We were never an affectionate family. There weren’t bed time stories and kisses good night, there weren’t hugs before school, no holding when you were sad or laughing together when you were happy. My parents didn’t have time for that. I tried really hard to be different for my baby brother. Him being nine years my junior, I never wanted him to feel unwanted or like nobody loved him. I read to him and hugged him as much as I could. But this type of physical contact made me so uncomfortable because I’d never had it, so I’m not sure I succeeded in having made any sort of significant difference in this aspect of his life.
Even now I have an extremely difficult time showing any kind of affection, I have a horrible sense of what it takes to form an emotional attachment to someone. I battle this every day, because if I can be anything or DO anything for my daughters- I want them to know that is it okay to love and I never ever want them to fear being rejected emotionally.
When I got married I hated my in-laws. Not for the general reasons that most new wives hate their in-laws, but because I thought they were below me. I thought I deserved a higher class of family, people who had more than their teensy little house in a crap part of town. I thought as I had always thought… They were trash because they weren’t my family.
Little did I know, that little house would become more of a home to me than the cold and heartless place I considered ‘home’ for so many years. My in laws weren’t the type of people to write you off, they were determined to know me whether I wanted them to or not. I will not even go into how badly I treated them before I decided to let them love me and accept that it was okay.
Pops and JJ (my in-laws) showed me what a family was supposed to be. They showed me that it was okay to cry if you were sad, to yell if you were mad, to sing or dance and play no matter how old you are. They taught me that I didn’t have to be a picture of perfection just to go nowhere, it didn’t matter what I wore or what my hair looked like… They loved me anyway, just for being me. Nobody else ever has.
Where Pops and JJ were concerned there were always endless hugs and kisses… Never enough happiness and laughter… You never had to watch what you said or worry about doing something wrong. You could just be. We made dinner together every Sunday, and laughed all afternoon, watched the girls play all evening in the wonderland Pops built in their backyard.
Pops hugged me every time he saw me, even when it was just bumping into him around a corner! Next thing you know there’s this big bear in overalls ready to scoop you up. He would elbow me at dinner and make fun of me constantly. He never hesitated to tell me he was proud of me, even when it was for something as stupid as getting in the sand with the girls. I’d never get dirty before they told me over and over and over that it WAS OKAY… everything washes. Some habits are settled in to you so far, they are hard to break. I don’t think my father’s ever said he was proud of me, if he did I don’t remember it. Maybe Pop’s just knew I needed to hear it.
The last time I saw Pops he was waving and yelling that he loved us from the front porch of his little house full of love and laughter. We had just had Sunday dinner and he was so happy all day. He kept going on about how summer was coming and we could start going outside again, and he was going to be able to finish the girls tree house and then they could help him paint it as soon as he hammered in the last nail.
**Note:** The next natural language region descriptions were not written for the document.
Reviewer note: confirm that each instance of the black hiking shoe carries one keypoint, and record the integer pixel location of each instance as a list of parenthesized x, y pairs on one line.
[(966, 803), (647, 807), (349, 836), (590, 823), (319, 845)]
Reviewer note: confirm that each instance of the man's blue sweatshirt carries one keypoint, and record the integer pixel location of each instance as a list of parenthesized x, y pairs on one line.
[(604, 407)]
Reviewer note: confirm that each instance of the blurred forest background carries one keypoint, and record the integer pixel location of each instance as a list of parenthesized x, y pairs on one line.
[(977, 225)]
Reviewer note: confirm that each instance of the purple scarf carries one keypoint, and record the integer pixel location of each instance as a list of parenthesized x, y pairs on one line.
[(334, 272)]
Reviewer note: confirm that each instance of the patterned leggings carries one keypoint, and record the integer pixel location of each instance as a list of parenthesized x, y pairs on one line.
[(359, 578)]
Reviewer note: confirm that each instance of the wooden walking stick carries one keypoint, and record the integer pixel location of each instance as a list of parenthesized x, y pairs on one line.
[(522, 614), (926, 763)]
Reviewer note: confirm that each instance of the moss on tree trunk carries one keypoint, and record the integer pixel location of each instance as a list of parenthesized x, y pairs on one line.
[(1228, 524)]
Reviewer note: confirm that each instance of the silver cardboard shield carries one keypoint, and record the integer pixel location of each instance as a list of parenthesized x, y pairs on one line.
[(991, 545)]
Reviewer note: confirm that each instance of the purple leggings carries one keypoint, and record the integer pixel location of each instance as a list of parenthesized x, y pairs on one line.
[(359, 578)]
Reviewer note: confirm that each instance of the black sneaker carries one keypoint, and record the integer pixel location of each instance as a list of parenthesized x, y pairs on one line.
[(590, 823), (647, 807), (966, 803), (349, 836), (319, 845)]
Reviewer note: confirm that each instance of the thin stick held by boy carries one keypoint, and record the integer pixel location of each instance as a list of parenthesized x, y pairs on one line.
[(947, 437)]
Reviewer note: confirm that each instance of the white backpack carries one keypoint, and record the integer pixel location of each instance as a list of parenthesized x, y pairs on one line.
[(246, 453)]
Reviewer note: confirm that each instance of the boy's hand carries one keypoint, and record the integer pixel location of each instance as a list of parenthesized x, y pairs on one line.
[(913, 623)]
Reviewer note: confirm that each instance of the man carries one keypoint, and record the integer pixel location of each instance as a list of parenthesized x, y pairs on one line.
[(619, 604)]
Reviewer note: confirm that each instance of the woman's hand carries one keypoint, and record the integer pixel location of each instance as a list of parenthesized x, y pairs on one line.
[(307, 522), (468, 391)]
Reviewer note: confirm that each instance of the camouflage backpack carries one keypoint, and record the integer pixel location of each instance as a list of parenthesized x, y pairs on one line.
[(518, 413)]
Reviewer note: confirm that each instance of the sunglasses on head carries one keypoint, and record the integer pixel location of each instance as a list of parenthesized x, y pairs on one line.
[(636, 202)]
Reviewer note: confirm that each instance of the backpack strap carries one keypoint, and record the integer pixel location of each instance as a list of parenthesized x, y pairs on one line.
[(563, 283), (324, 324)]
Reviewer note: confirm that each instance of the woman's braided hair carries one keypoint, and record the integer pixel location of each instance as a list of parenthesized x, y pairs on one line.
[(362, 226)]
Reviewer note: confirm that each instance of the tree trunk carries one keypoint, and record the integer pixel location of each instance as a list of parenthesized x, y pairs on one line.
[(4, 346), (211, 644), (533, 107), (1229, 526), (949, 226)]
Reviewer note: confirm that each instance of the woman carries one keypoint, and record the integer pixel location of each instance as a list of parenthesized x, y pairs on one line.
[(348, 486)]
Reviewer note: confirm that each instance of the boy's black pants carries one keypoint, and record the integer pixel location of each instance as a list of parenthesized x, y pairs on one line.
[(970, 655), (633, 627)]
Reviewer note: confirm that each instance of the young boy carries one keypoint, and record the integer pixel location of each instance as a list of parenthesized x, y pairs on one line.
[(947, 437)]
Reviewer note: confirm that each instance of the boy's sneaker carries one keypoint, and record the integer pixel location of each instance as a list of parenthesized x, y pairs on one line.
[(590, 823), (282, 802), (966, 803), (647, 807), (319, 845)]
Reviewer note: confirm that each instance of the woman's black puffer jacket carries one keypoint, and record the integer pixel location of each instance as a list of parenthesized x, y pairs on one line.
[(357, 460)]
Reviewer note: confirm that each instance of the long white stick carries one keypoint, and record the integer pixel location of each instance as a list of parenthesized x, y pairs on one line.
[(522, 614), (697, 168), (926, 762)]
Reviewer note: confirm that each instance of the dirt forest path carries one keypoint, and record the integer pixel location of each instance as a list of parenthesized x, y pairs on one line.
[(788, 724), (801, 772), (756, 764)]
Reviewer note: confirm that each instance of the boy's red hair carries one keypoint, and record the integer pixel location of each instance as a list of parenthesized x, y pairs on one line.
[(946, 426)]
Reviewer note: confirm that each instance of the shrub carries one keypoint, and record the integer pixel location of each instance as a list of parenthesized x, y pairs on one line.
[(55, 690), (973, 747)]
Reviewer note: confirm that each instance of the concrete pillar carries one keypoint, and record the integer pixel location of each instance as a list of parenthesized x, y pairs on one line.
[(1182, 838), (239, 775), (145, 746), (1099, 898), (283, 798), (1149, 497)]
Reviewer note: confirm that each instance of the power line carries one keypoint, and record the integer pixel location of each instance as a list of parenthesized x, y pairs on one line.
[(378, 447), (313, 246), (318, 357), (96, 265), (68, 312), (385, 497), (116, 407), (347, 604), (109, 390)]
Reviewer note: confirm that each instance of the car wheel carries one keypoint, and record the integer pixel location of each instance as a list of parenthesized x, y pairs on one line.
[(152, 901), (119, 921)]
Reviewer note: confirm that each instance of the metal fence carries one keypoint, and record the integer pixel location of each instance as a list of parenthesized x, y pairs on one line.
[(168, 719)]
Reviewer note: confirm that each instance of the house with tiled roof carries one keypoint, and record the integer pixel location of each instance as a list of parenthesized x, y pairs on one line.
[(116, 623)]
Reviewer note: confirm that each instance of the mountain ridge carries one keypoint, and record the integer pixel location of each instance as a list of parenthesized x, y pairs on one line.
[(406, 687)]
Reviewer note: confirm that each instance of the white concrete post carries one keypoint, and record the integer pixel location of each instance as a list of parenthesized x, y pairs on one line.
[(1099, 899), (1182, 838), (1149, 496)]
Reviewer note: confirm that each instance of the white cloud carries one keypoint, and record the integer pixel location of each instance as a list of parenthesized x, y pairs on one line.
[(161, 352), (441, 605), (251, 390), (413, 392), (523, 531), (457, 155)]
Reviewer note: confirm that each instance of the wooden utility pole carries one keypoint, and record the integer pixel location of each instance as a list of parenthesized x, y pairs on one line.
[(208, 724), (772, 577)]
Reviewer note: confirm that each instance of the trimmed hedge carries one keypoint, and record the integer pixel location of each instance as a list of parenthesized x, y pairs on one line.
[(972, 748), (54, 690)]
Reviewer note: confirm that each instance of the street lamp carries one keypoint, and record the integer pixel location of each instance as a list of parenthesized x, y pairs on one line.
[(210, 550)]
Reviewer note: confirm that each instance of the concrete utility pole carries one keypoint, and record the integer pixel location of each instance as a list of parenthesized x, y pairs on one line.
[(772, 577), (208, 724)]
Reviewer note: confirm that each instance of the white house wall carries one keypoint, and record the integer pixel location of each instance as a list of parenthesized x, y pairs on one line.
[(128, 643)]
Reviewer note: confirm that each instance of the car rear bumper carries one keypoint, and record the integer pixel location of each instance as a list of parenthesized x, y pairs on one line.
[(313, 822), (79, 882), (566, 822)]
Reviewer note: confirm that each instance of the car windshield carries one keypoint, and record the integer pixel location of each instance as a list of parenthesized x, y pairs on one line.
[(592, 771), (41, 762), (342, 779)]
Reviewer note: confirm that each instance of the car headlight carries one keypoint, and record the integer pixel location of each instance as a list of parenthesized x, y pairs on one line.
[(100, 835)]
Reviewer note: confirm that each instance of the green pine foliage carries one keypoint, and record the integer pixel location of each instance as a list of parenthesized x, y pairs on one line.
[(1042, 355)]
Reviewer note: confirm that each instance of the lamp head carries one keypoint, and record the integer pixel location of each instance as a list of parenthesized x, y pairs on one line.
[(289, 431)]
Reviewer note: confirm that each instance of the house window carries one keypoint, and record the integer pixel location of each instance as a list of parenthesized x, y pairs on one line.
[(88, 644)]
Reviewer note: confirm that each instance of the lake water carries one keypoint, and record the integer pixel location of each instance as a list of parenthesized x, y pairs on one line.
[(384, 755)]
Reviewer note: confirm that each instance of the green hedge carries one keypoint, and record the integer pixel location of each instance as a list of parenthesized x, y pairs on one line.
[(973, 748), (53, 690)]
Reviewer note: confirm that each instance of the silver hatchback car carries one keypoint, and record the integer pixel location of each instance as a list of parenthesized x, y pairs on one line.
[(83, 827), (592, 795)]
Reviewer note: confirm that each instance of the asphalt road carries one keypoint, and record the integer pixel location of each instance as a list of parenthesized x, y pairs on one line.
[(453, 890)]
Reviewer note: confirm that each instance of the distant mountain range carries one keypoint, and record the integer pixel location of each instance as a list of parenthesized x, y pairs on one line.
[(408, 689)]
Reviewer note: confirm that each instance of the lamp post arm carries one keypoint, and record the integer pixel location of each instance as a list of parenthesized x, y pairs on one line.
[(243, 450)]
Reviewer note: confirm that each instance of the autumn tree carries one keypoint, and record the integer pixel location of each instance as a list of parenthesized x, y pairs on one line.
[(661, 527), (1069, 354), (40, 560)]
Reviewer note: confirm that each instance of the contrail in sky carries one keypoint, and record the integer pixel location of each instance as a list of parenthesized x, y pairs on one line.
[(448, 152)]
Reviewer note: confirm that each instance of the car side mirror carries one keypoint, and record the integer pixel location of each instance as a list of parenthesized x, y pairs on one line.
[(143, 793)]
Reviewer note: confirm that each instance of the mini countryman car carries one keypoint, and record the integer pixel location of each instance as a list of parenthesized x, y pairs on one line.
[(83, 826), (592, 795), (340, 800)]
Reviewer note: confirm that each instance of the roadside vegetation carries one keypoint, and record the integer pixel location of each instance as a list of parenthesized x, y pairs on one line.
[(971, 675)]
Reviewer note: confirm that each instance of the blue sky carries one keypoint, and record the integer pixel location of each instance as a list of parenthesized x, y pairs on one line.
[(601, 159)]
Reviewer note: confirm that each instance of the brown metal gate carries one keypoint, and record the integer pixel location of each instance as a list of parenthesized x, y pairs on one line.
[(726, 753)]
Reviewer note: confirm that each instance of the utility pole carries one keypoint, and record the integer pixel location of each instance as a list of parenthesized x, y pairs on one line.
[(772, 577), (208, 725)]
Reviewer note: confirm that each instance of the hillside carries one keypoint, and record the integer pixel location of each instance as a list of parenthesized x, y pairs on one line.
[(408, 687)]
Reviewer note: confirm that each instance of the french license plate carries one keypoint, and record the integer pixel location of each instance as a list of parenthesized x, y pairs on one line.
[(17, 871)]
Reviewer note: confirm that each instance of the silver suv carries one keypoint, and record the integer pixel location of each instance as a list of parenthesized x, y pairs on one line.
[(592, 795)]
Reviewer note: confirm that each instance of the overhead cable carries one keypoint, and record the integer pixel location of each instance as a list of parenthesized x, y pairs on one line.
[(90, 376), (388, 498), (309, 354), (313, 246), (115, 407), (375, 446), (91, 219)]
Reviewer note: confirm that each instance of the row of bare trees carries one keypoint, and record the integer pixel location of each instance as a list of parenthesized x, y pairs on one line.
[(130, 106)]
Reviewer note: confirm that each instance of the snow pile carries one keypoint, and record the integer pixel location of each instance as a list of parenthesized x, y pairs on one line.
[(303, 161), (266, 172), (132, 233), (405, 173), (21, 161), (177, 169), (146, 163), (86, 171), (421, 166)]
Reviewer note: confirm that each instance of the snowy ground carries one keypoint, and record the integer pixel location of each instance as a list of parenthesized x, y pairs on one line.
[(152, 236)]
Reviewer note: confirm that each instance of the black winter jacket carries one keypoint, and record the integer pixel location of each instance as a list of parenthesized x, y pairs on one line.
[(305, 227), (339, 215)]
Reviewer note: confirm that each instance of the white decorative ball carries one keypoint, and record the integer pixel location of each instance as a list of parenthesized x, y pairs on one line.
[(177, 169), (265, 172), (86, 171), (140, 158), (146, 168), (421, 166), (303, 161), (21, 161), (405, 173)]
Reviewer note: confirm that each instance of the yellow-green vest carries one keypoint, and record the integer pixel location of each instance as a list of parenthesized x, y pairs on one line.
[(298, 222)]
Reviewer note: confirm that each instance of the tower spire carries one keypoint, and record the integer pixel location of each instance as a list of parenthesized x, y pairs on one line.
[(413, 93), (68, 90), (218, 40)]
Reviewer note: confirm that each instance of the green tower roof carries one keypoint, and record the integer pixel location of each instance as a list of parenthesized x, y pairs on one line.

He had so many plans…
Monday morning he had a massive heart attack while he was at work, just sitting in his chair… They say he was gone before he hit the floor. A part of me died with him that day. I’d never known anybody that died before and the first person I had to lose was Pops, someone who meant so much to me. And knowing I wasted so much time hating him for nothing… Just because I was a stupid, selfish little bitch makes it all the worse.
I miss Pops every day. We buried him in his bibs; he would’ve wanted it that way…
This is my favorite picture of Pops… A woman from his work had drawn it a few months before he died. This is what Pops did at work… He started his machine, then sat in his chair and fell asleep…. See his bibs????